Methods: A large pool (339 males and 437 females) of healthy volunteer ECG data has been used for the analysis. Data was split into two subsets to allow for the external validation of the final model. The analysis was performed using a non-linear mixed effects approach using NONMEM VI. Model building selection was based on changes in the objective function (OFV) and goodness of fit plots (GOF). Model validation has been carried out internally (simulations and NPDE) and externally (GOF and NPDE).

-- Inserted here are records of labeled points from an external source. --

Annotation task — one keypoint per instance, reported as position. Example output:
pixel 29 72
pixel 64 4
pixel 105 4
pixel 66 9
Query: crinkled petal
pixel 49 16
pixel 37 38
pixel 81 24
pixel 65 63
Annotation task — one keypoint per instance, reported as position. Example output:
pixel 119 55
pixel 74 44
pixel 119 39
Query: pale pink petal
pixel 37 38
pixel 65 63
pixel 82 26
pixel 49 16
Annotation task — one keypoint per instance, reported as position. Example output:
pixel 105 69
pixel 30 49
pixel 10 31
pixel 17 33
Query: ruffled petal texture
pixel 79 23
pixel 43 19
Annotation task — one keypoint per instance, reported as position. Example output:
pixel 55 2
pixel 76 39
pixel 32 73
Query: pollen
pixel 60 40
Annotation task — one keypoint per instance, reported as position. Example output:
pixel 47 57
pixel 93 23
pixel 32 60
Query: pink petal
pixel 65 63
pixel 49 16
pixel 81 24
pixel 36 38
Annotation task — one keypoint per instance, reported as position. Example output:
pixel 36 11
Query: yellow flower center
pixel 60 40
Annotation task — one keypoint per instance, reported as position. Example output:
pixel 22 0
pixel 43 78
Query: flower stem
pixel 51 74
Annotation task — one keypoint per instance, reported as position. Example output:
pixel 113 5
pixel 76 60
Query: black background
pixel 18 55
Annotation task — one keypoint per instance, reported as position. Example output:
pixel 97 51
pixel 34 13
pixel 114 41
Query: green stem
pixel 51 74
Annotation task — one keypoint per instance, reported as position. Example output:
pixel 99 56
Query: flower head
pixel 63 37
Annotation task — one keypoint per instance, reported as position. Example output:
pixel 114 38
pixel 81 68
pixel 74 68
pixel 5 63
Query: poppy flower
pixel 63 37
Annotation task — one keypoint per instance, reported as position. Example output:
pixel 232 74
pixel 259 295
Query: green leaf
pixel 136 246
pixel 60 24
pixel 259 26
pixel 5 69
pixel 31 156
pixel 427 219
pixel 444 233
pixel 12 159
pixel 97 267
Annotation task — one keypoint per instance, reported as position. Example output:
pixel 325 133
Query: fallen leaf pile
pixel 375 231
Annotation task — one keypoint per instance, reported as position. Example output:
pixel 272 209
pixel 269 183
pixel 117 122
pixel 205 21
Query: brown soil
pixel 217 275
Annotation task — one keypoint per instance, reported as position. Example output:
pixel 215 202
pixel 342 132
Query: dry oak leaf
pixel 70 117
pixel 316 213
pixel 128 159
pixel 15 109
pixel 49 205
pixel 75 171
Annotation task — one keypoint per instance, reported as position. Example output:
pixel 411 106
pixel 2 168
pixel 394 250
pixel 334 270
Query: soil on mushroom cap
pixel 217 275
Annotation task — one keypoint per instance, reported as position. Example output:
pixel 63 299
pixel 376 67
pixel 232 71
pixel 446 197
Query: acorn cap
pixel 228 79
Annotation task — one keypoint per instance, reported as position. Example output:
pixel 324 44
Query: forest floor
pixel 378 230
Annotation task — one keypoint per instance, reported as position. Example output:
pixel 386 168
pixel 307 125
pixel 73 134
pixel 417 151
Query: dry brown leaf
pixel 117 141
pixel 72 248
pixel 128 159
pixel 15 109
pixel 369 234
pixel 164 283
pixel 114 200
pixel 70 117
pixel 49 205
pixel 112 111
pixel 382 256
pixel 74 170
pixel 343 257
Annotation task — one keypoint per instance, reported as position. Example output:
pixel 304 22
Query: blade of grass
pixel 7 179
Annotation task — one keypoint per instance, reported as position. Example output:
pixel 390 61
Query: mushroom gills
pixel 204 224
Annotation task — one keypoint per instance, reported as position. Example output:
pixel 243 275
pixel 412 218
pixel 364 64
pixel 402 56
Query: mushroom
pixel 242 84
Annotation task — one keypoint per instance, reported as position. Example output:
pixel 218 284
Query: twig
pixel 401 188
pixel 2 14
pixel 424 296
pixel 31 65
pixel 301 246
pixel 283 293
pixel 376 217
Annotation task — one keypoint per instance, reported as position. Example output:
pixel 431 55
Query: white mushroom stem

Results: Among the different functions used in the evaluation of the QT-RR correlation [1], a power function allowed the best model performance. Age and gender were the only available covariates; gender has been found to be significant both on slope [181(13.5) females and 166(12.8) males] and exponent [0.85(0.13) females; 0.74(0.13) males]. Inter-occasion variability on slope and exponent was also identified as a significant random effect. Distributions of simulated and real QT values were comparable. Goodness of fit plots clearly showed the ability of the model to predict data from a different subset of studies. Parameter estimates were subsequently used as part of a thorough QT study simulation.
Conclusions: The final model allows a reliable and realistic simulation of QT-interval profiles starting from a physiological set of RR values. In the context of clinical trial simulations, the availability of such a model represents a concrete improvement in the evaluation of drug-induced QTc-interval prolongation.
References:
[1] Malik M, Färbom P, Batchvarov V, Hnatkova K, Camm AJ, Relation between QT and RR intervals is highly individual among healthy subjects: implications for heart rate correction of the QT interval. Heart, 2002 Mar;87:220-228.